Calif. — Dido had been planning a relatively quick return to the spotlight after 2008’s ‘‘Safe Trip Home.’’ She holed up in Los Angeles and London studios to record a set of electronic-tinged songs.
‘‘I was busy telling everyone there was an album on the way,’’ Dido said. ‘‘And then I found out there was a baby on the way instead.’’
She and husband Rohan Gavin welcomed their first child, a son named Stanley, in July 2011. Dido packed up the recordings to focus on family.
But then late last year, the English singer reached out to her brother, producer Rollo Armstrong, to finally put the finishing touches on her fourth album, ‘‘Girl Who Got Away,’’ released Tuesday.
Quick to laugh and full of self-deprecating asides, Dido, 41, recently sat down to discuss her new songs, her son’s musical tastes, and her tendency to retreat from fame.
Q. The album has some electronica and dubstep influence. What were you feeling and listening to as you edged in that direction?
A. All the music you listen to in your life is all in like this big melting pot in your head and you can’t help it. All the things you love just come out — whether it’s dance music, hip-hop, folk. And I just love so many different types of music. . . . It’s similar to “No Angel’’ in that way in it’s sort of unashamedly doing what I want. But the thing that’s holding it together is the songs and the same voice.
Q. The album title seems to evoke a desire to escape and be away from the spotlight. Is that right?
A. It’s a slightly almost joking comment on me, I guess. Everyone else spotted that aspect of the title. . . . They’re like, “Well, it’s sort of perfect because you do keep disappearing.’’ And it’s like, “Really? Sorry!’’ I’ve never felt a need to sort of keep being in the public eye. I don’t have that burning need. I do have a burning need to make music. I can’t stop doing that and I don’t want to stop doing that. Music is my thing and it’s the way I see the world. And I love writing songs and I will always keep doing that.
Q. Your husband wrote and is set to release a book that focuses on a father-son relationship. Has being a mother changed you creatively?
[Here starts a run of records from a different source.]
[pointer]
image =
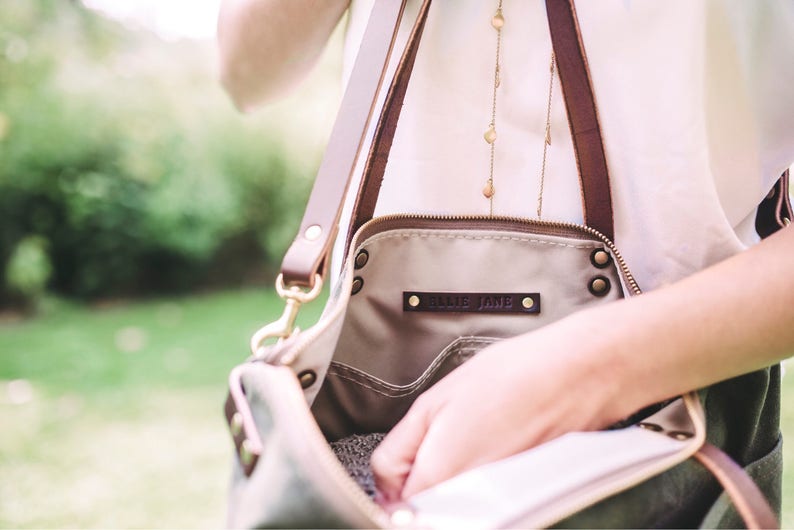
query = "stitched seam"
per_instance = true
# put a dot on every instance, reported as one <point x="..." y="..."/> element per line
<point x="420" y="235"/>
<point x="469" y="345"/>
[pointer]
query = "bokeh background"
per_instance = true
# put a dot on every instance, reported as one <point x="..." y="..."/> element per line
<point x="142" y="220"/>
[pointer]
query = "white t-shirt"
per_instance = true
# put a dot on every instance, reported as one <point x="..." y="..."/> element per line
<point x="695" y="101"/>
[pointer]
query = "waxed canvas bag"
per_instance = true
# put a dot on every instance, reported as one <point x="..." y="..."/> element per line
<point x="417" y="297"/>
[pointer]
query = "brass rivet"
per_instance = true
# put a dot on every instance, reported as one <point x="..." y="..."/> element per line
<point x="236" y="425"/>
<point x="307" y="378"/>
<point x="402" y="517"/>
<point x="600" y="258"/>
<point x="246" y="456"/>
<point x="599" y="286"/>
<point x="361" y="259"/>
<point x="313" y="233"/>
<point x="650" y="426"/>
<point x="358" y="283"/>
<point x="680" y="435"/>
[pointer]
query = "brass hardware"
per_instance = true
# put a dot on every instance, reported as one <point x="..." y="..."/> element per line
<point x="361" y="259"/>
<point x="307" y="378"/>
<point x="246" y="456"/>
<point x="680" y="435"/>
<point x="358" y="283"/>
<point x="650" y="426"/>
<point x="313" y="233"/>
<point x="283" y="327"/>
<point x="236" y="425"/>
<point x="599" y="286"/>
<point x="600" y="258"/>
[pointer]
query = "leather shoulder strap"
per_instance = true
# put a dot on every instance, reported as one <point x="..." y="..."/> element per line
<point x="582" y="115"/>
<point x="580" y="105"/>
<point x="307" y="256"/>
<point x="775" y="211"/>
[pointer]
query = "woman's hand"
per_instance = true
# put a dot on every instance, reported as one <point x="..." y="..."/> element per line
<point x="511" y="396"/>
<point x="596" y="367"/>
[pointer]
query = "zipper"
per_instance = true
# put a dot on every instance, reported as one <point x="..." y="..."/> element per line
<point x="517" y="224"/>
<point x="520" y="224"/>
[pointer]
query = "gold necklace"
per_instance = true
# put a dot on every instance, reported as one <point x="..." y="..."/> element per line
<point x="488" y="191"/>
<point x="497" y="21"/>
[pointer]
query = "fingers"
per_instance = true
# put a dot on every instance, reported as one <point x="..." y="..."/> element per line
<point x="393" y="459"/>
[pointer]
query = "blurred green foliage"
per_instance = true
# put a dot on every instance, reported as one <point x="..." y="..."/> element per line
<point x="126" y="164"/>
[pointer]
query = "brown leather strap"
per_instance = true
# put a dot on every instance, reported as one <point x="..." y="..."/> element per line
<point x="582" y="117"/>
<point x="775" y="211"/>
<point x="307" y="256"/>
<point x="743" y="492"/>
<point x="375" y="167"/>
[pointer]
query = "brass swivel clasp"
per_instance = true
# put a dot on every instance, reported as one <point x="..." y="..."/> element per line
<point x="284" y="327"/>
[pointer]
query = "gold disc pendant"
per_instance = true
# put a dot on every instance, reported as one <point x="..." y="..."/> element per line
<point x="498" y="21"/>
<point x="490" y="135"/>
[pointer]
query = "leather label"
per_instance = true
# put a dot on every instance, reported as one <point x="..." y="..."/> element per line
<point x="510" y="303"/>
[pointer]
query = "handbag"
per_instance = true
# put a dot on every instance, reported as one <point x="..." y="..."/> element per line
<point x="416" y="298"/>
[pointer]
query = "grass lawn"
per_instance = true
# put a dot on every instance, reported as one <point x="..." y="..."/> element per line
<point x="111" y="416"/>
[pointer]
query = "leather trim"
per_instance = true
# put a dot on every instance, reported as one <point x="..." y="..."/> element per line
<point x="375" y="167"/>
<point x="455" y="302"/>
<point x="775" y="211"/>
<point x="744" y="493"/>
<point x="307" y="257"/>
<point x="236" y="403"/>
<point x="582" y="115"/>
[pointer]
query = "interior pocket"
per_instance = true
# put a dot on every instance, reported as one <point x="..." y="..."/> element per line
<point x="352" y="401"/>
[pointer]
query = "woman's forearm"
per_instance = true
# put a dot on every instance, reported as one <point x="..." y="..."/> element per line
<point x="729" y="319"/>
<point x="268" y="45"/>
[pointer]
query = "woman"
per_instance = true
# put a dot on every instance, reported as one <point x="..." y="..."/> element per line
<point x="697" y="126"/>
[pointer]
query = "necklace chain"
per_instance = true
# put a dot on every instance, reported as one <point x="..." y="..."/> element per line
<point x="497" y="21"/>
<point x="547" y="139"/>
<point x="490" y="136"/>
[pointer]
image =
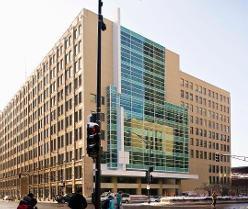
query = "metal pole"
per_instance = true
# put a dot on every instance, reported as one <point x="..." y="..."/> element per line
<point x="98" y="108"/>
<point x="149" y="174"/>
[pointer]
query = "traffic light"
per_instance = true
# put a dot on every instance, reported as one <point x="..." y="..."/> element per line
<point x="148" y="175"/>
<point x="93" y="139"/>
<point x="217" y="157"/>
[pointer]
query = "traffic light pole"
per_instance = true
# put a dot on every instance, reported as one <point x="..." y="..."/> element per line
<point x="101" y="27"/>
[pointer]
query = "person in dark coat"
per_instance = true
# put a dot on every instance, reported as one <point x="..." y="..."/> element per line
<point x="28" y="202"/>
<point x="77" y="201"/>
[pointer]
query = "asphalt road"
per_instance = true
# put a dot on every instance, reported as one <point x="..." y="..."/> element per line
<point x="13" y="205"/>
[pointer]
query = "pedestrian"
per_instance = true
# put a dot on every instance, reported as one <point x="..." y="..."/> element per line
<point x="214" y="199"/>
<point x="28" y="202"/>
<point x="119" y="199"/>
<point x="107" y="203"/>
<point x="113" y="203"/>
<point x="77" y="201"/>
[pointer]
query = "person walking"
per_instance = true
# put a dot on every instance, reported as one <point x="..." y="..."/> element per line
<point x="28" y="202"/>
<point x="214" y="199"/>
<point x="119" y="199"/>
<point x="77" y="201"/>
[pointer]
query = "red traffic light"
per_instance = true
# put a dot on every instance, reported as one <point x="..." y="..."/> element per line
<point x="92" y="128"/>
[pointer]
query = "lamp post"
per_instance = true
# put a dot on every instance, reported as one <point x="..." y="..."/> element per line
<point x="101" y="27"/>
<point x="150" y="169"/>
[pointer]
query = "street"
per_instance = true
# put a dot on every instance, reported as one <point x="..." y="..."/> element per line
<point x="13" y="205"/>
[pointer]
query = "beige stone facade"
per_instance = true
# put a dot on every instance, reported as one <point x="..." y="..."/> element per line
<point x="42" y="129"/>
<point x="209" y="125"/>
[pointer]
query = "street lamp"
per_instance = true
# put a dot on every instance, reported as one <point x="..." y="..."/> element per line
<point x="150" y="168"/>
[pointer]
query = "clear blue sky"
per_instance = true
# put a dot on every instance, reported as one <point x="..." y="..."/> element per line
<point x="210" y="36"/>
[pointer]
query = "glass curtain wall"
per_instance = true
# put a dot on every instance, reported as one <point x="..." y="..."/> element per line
<point x="155" y="132"/>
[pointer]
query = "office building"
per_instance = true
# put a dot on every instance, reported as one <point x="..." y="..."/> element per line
<point x="144" y="124"/>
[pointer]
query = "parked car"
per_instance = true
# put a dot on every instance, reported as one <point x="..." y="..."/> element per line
<point x="105" y="195"/>
<point x="128" y="198"/>
<point x="125" y="197"/>
<point x="155" y="198"/>
<point x="63" y="198"/>
<point x="7" y="197"/>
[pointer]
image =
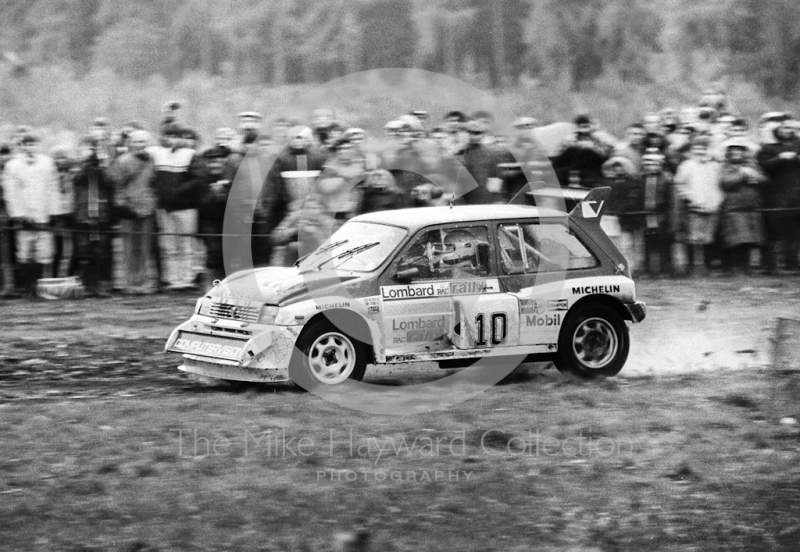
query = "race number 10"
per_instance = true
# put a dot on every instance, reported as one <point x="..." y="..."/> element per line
<point x="498" y="328"/>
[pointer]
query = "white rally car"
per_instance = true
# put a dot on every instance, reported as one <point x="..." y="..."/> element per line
<point x="440" y="284"/>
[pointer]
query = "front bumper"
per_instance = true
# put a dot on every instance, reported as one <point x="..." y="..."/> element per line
<point x="208" y="344"/>
<point x="637" y="310"/>
<point x="232" y="372"/>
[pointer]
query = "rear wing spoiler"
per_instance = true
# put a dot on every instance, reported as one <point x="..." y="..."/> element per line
<point x="593" y="205"/>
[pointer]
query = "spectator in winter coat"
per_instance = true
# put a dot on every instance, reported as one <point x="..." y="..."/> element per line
<point x="480" y="168"/>
<point x="582" y="155"/>
<point x="136" y="203"/>
<point x="781" y="163"/>
<point x="333" y="199"/>
<point x="63" y="222"/>
<point x="697" y="184"/>
<point x="633" y="147"/>
<point x="741" y="225"/>
<point x="406" y="162"/>
<point x="175" y="186"/>
<point x="30" y="189"/>
<point x="219" y="171"/>
<point x="94" y="218"/>
<point x="6" y="251"/>
<point x="288" y="184"/>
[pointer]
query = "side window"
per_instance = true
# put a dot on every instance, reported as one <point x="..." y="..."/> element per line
<point x="513" y="258"/>
<point x="527" y="248"/>
<point x="449" y="253"/>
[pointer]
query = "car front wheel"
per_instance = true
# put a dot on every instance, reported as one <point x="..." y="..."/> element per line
<point x="325" y="355"/>
<point x="594" y="342"/>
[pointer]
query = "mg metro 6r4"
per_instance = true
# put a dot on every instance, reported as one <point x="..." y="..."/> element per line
<point x="440" y="284"/>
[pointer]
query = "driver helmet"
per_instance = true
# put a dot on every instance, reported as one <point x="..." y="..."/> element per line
<point x="461" y="248"/>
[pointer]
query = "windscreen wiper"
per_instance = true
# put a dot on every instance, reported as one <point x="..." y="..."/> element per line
<point x="319" y="251"/>
<point x="348" y="253"/>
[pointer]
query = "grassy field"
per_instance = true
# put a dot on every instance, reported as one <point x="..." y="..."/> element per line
<point x="107" y="447"/>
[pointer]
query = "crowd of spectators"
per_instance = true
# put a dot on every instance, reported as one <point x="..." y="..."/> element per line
<point x="694" y="191"/>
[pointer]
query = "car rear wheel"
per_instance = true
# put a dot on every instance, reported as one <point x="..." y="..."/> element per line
<point x="325" y="355"/>
<point x="594" y="342"/>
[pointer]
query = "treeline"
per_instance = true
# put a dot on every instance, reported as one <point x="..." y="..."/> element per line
<point x="504" y="42"/>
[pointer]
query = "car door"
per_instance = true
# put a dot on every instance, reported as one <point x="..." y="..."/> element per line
<point x="535" y="258"/>
<point x="442" y="295"/>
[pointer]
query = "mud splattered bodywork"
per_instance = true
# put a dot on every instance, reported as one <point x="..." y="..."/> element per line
<point x="442" y="284"/>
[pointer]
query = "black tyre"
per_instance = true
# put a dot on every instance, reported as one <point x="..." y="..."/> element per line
<point x="325" y="355"/>
<point x="594" y="342"/>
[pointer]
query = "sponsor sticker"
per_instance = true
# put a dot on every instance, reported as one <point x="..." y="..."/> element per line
<point x="543" y="321"/>
<point x="558" y="305"/>
<point x="439" y="289"/>
<point x="419" y="329"/>
<point x="593" y="290"/>
<point x="373" y="305"/>
<point x="533" y="306"/>
<point x="331" y="306"/>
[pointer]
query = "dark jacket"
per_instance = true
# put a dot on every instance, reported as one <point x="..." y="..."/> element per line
<point x="94" y="194"/>
<point x="782" y="190"/>
<point x="481" y="162"/>
<point x="585" y="160"/>
<point x="177" y="173"/>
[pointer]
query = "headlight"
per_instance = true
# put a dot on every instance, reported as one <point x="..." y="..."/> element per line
<point x="268" y="314"/>
<point x="203" y="306"/>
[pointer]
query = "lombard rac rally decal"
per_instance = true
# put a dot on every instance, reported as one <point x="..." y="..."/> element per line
<point x="439" y="289"/>
<point x="419" y="329"/>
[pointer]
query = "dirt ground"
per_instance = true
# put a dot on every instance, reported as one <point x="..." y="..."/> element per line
<point x="106" y="446"/>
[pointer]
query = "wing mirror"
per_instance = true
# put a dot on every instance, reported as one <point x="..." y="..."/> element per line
<point x="406" y="275"/>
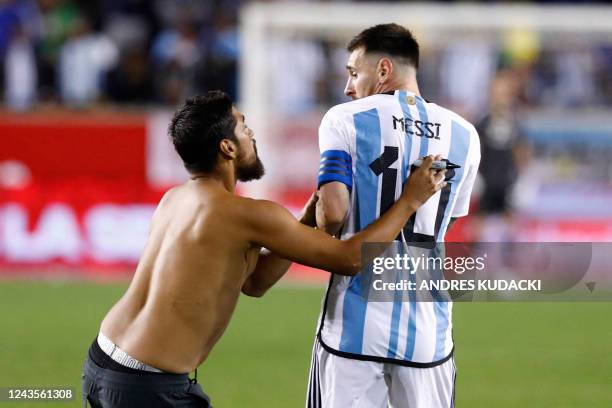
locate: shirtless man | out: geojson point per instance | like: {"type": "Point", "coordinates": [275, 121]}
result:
{"type": "Point", "coordinates": [203, 250]}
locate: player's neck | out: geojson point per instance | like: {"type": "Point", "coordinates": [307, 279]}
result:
{"type": "Point", "coordinates": [401, 85]}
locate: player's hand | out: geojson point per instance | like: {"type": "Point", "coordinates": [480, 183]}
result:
{"type": "Point", "coordinates": [308, 214]}
{"type": "Point", "coordinates": [423, 182]}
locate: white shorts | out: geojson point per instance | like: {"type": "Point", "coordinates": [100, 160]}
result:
{"type": "Point", "coordinates": [339, 382]}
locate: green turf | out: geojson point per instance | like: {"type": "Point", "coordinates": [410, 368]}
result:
{"type": "Point", "coordinates": [508, 354]}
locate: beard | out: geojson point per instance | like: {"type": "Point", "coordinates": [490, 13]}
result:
{"type": "Point", "coordinates": [250, 171]}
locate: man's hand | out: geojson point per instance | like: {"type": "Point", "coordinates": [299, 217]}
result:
{"type": "Point", "coordinates": [423, 183]}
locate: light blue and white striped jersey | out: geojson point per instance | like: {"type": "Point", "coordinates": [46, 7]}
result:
{"type": "Point", "coordinates": [369, 145]}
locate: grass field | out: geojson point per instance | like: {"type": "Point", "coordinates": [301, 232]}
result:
{"type": "Point", "coordinates": [508, 354]}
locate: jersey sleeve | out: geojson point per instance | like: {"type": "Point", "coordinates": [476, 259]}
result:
{"type": "Point", "coordinates": [462, 205]}
{"type": "Point", "coordinates": [336, 163]}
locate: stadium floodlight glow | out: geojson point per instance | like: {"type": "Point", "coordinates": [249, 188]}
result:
{"type": "Point", "coordinates": [259, 22]}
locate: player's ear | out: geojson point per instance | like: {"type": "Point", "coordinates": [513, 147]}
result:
{"type": "Point", "coordinates": [384, 69]}
{"type": "Point", "coordinates": [228, 149]}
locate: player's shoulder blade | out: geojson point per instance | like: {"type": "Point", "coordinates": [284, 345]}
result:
{"type": "Point", "coordinates": [454, 116]}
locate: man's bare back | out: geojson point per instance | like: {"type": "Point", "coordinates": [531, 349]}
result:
{"type": "Point", "coordinates": [204, 250]}
{"type": "Point", "coordinates": [187, 283]}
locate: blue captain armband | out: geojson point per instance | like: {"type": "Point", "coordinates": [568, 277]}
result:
{"type": "Point", "coordinates": [336, 165]}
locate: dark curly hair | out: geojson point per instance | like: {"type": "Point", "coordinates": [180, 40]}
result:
{"type": "Point", "coordinates": [197, 128]}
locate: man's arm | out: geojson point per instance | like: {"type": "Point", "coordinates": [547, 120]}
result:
{"type": "Point", "coordinates": [332, 207]}
{"type": "Point", "coordinates": [271, 267]}
{"type": "Point", "coordinates": [272, 226]}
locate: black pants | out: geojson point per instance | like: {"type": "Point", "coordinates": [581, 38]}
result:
{"type": "Point", "coordinates": [107, 385]}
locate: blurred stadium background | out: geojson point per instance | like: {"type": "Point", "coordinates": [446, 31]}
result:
{"type": "Point", "coordinates": [88, 88]}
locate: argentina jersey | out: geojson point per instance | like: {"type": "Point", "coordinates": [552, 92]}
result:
{"type": "Point", "coordinates": [369, 145]}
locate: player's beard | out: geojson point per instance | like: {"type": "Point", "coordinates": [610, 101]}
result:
{"type": "Point", "coordinates": [249, 171]}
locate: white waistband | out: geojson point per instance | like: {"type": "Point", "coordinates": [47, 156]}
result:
{"type": "Point", "coordinates": [121, 356]}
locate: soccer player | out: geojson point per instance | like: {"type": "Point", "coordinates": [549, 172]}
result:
{"type": "Point", "coordinates": [379, 354]}
{"type": "Point", "coordinates": [202, 251]}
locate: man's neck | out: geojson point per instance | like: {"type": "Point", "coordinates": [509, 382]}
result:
{"type": "Point", "coordinates": [410, 86]}
{"type": "Point", "coordinates": [223, 179]}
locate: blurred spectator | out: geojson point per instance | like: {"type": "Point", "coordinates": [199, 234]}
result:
{"type": "Point", "coordinates": [503, 146]}
{"type": "Point", "coordinates": [176, 55]}
{"type": "Point", "coordinates": [20, 70]}
{"type": "Point", "coordinates": [131, 81]}
{"type": "Point", "coordinates": [219, 68]}
{"type": "Point", "coordinates": [59, 20]}
{"type": "Point", "coordinates": [301, 67]}
{"type": "Point", "coordinates": [84, 61]}
{"type": "Point", "coordinates": [465, 73]}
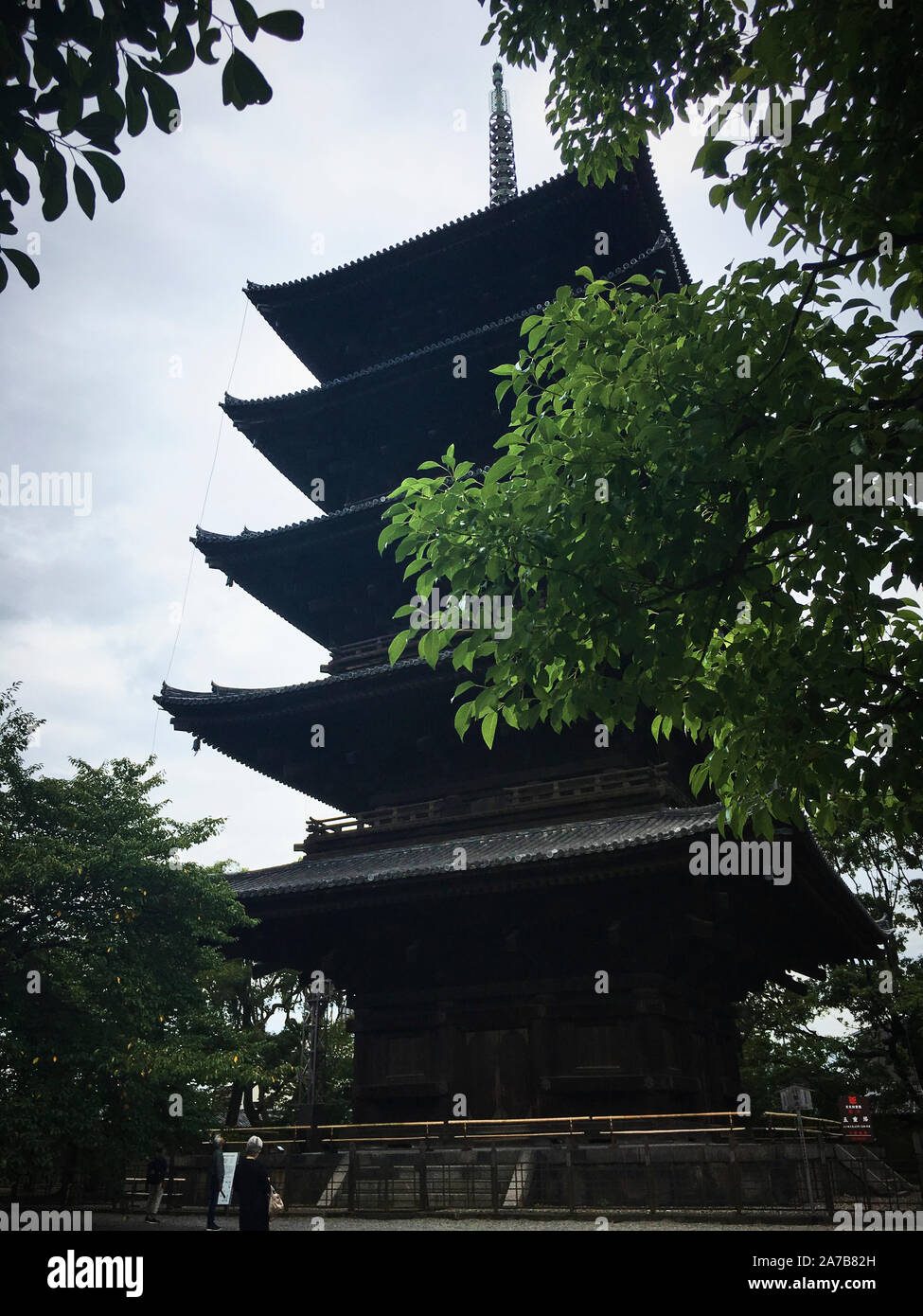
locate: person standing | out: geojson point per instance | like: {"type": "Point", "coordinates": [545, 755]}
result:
{"type": "Point", "coordinates": [253, 1188]}
{"type": "Point", "coordinates": [215, 1181]}
{"type": "Point", "coordinates": [157, 1177]}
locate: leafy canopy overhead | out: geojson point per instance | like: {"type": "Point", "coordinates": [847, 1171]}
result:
{"type": "Point", "coordinates": [674, 511]}
{"type": "Point", "coordinates": [75, 75]}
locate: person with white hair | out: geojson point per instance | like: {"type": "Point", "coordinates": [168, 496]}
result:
{"type": "Point", "coordinates": [253, 1188]}
{"type": "Point", "coordinates": [215, 1181]}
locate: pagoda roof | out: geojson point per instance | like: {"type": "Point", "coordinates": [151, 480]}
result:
{"type": "Point", "coordinates": [387, 738]}
{"type": "Point", "coordinates": [491, 850]}
{"type": "Point", "coordinates": [290, 570]}
{"type": "Point", "coordinates": [418, 409]}
{"type": "Point", "coordinates": [464, 273]}
{"type": "Point", "coordinates": [825, 921]}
A. Obviously when you first have a kid, you’re so focused on them and your brain slightly disintegrates. I don’t know if anyone else has that, but it’s just like, “Wow, where did my brain go?’’ Then it sort of comes back. . . . Now I really see the world through his eyes and it gives this real freshness to everything. It’s like if you thought you were going to run out of things to ever write about, you have a kid, then you’re never going to run out because suddenly everything is sort of limitless again and fresh and new and it’s like this amazing new start.
Q. Can you see yourself making children’s music?
A. I doubt it. I sing joke songs to Stanley all the time, but I’m not going to be making an album of them for public consumption. No, probably not. I think I’ll stick to what I do best. . . . It’s quite tempting sometimes when I’m writing joke songs about spinach.
Q. Is Stanley a big critic or does he love everything you do?
A. The things he loves, he just goes into a complete trance and he just smiles and just listens. And he’s amazing when he loves something. When he doesn’t love something, he just waves at it really vigorously like, “Turn it off!’’ So it’s quite nerve-racking.
Q. Even when you’re singing?
A. Not when I’m actually singing to him right then and there. But there’s certain records that I play where if he doesn’t like it, he’s waving at it. Partly because all he wants to listen to at the moment is (first single) “No Freedom.’’ It’s quite strange. Again and again and again.